Their cruelty makes them feel good,
makes them feel proud, happy,
closer to one another.
In such a whirlwind it can be hard to keep track.
Children of immigrants, protected status revoked,
a blanket ban on visas for Chinese students,
and for same-sex partners of foreign officials.
Supporters cheer as the president mocks a professor,
her testimony. Now malice is embraced as virtue, impossible to contain.
Cruelty and rhetoric, intimately connected, flay his targets,
Adolescent male cruelty: a bonding mechanism,
a vehicle for intimacy through contempt. They have done it together.
We hear the cruel laughter:
immigrant children separated from families;
a child with Down syndrome separated from her mother.
News hosts mock a survivor of massacre,
the women who said the president had assaulted them,
the teen survivors of a school shooting.
The president mocks the thousands killed
and tens of thousands displaced by hurricane;
the black athletes protesting killings by police;
the women of #MeToo;
the disabled reporter whose crime was reporting truthfully.
The perpetrators of this cruelty enjoy it;
they enjoy it with one another.
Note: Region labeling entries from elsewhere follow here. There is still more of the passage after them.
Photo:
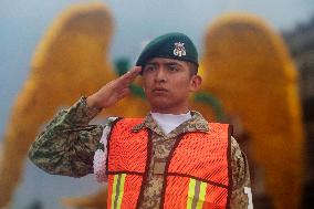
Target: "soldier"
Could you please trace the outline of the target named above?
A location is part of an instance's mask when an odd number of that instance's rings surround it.
[[[150,113],[88,125],[142,75]],[[32,144],[41,169],[108,181],[108,208],[252,208],[245,156],[228,124],[189,109],[201,85],[198,53],[182,33],[153,40],[136,66],[61,111]]]

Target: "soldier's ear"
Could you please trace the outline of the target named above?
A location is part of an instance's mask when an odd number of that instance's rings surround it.
[[[199,75],[192,75],[190,80],[190,92],[196,92],[200,88],[202,79]]]

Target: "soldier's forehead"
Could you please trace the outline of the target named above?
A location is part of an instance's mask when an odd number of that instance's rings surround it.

Their shared laughter
is an adhesive that binds them to one another.
Taking joy in suffering is more human
than most would like to admit.
Somewhere between adolescent teasing and the smiling white men
is the community built on the anguish of those unlike them.
They pledge fealty to principles
they have no intention of respecting.
Supporters who fancy themselves champions of free speech,
who want to ban immigration by an entire religion,
who encourage police to brutalize suspects,
now lament the state of due process.
A clear principle: Only the anointed are entitled to rights,
protections of the law, immunity from it.
The rest are entitled only to cruelty.
The powerful have ever kept the powerless in their place.